Just 33 days from extinction, the Bush administration is threatening to erect a huge bureaucratic barrier to health care - a barrier the incoming Obama administration will find difficult to remove.
On Monday, the White House approved so-called "provider conscience regulations."
As written, the regulations would let health-care workers - from doctors to technicians to receptionists - refuse to provide health-care services, referrals or information to which they have moral objections. That could include abortion, of course, but also birth control, sterilization, even fertility treatments. It could also include HIV treatment or testing, mental-health services or biomedical research - the protections are that broad and vague.
The U.S. Department of Health and Human Services has until tomorrow to lock them in place before Inauguration Day.
Several federal and state laws - including one in Pennsylvania - already protect the "right to conscience" of doctors and nurses not to perform abortions.
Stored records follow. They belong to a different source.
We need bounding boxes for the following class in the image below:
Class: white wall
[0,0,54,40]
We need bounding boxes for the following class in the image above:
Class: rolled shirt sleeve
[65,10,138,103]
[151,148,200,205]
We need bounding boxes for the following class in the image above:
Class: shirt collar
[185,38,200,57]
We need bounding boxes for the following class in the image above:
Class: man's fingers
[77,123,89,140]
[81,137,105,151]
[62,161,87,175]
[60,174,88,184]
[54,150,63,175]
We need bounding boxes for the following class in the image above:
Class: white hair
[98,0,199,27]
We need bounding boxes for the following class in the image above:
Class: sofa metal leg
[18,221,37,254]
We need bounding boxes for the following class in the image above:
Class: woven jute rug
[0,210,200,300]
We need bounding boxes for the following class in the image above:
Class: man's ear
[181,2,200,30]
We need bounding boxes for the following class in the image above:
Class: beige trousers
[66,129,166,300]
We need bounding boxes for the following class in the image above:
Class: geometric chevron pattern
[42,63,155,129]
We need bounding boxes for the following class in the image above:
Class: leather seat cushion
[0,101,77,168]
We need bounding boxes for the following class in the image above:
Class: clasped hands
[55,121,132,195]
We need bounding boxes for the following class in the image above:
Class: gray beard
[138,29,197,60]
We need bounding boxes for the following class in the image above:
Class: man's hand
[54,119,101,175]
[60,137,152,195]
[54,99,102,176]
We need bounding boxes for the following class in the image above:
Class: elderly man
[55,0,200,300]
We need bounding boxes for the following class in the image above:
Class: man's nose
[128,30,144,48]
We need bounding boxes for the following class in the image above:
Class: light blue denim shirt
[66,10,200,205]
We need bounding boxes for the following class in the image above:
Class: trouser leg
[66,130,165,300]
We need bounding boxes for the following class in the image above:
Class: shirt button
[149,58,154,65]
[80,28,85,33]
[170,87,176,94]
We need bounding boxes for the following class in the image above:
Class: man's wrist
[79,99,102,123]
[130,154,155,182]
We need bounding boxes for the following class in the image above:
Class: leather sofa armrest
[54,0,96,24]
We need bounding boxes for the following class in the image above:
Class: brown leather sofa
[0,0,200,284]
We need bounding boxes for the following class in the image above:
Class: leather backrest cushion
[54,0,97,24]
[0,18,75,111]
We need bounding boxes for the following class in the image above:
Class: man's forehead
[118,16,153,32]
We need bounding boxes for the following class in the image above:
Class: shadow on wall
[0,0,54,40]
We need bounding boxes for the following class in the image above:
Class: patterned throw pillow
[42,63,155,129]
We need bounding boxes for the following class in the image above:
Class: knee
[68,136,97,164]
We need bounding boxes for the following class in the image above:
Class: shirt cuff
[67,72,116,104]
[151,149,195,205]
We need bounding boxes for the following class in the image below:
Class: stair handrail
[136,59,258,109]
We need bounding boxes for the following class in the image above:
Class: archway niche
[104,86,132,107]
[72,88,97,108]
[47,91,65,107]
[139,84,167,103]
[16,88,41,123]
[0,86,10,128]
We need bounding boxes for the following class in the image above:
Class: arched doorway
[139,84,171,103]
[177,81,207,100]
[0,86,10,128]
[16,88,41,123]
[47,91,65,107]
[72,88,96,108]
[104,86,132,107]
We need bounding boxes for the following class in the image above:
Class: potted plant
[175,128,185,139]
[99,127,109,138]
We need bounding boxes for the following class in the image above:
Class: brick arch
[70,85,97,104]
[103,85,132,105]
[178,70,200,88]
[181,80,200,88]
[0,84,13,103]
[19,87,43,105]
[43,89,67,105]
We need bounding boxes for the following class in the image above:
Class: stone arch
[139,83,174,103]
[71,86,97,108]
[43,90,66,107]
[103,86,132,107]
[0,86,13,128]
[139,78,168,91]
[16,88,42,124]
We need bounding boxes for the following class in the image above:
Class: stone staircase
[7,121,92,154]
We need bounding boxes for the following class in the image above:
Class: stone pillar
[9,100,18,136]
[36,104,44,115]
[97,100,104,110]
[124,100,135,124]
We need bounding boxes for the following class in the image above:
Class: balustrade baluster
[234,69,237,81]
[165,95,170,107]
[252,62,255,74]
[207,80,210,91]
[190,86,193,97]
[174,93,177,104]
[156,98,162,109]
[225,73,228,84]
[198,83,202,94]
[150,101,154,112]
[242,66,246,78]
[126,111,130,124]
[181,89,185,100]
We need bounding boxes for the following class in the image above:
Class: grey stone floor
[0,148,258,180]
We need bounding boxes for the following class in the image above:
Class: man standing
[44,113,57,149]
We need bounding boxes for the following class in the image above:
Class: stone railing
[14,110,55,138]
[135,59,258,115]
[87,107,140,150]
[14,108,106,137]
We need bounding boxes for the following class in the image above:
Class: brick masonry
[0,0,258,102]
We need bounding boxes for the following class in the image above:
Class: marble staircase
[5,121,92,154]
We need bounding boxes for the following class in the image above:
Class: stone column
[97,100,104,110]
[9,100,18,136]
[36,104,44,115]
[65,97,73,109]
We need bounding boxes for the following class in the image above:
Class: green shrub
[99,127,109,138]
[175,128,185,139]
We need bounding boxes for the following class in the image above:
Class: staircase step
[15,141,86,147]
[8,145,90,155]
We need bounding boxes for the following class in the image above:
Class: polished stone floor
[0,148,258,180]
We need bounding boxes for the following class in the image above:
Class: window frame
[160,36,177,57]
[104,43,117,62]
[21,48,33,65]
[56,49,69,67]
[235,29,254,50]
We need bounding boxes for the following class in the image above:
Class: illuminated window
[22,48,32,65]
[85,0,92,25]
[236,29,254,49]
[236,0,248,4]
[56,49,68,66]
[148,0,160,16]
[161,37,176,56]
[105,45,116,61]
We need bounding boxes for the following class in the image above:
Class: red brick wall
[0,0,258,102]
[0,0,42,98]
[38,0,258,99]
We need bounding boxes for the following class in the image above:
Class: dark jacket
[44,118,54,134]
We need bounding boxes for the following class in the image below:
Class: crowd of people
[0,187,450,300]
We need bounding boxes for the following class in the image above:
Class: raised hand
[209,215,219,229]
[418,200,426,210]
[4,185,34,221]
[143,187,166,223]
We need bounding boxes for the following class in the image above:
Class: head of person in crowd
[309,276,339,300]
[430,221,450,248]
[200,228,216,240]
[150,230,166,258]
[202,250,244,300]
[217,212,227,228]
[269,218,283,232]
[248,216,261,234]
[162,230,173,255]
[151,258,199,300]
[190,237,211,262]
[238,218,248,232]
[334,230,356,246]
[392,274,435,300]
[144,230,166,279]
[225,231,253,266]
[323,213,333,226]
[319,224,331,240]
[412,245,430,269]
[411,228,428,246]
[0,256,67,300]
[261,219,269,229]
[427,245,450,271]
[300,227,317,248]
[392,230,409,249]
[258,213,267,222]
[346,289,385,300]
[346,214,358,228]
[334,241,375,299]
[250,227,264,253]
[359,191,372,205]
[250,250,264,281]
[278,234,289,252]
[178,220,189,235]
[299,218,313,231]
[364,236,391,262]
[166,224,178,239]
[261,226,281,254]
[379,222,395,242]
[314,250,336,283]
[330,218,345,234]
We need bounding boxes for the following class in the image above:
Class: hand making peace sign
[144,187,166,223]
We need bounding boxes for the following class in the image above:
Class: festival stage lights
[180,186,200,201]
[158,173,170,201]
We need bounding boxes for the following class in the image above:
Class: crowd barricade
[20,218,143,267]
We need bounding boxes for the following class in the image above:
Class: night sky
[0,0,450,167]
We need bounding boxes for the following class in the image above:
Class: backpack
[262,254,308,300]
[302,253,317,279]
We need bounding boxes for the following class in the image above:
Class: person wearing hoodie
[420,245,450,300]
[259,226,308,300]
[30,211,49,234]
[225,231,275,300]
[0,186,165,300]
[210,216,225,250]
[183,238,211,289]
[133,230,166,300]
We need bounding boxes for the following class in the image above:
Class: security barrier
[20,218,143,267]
But federal laws also protects the rights of patients to legal health care.
The proposed HHS regulations choose the former over the latter, and also remove protections for the 584,294 federally funded medical entities - hospitals, doctors' offices and pharmacies - that might find it an "undue burden" to pay employees who refuse to do the work for which they were hired.
Even though HHS tried to rush through the regulations and shortened the public-comment process to 30 days last summer, more than 200,000 objections were registered, from individuals, the American Medical Association, state officials (including from Pennsylvania) and even three members of the U.S. Equal Employment Opportunity Commission.
A lawyer for the EEOC, one appointed by Bush, said the regulations threatened to undo 44 years of employment law decided under Title VII of the Civil Rights Act of 1964, which balances the rights of employers with the religious rights of employees. He also warned that the new rules would enshrine religious preferences into the law - and the First Amendment says you can't do that, even if you put "conscience" in the title.
We won't know the exact content of these "midnight regulations" unless or until HHS dumps them into law this week, but we do know that complying with them will cost about $44 million a year, since all the "medical entities" will have to certify that they are in compliance. That doesn't include the cost in pain and confusion, and maybe litigation, that would come with allowing health-care workers to decide who is worthy of receiving what care.
Obviously, the Bush administration doesn't care about the objections of doctors or hospitals or patients - but what about the appoximately 70 million Americans who voted Nov. 4 to let Barack Obama lead the nation? Apparently, they don't matter, either.
In order to undo these regulations, the new Congress could resort to something called the Congressional Review Act, which has been used only once. Or the new HHS secretary, Tom Daschle, could restart the rule-making process, which will take months. The Obama team has signaled that it is ready to go this route, with the inevitable political divisiveness - and who knows how many individuals who won't get the health care or information they need?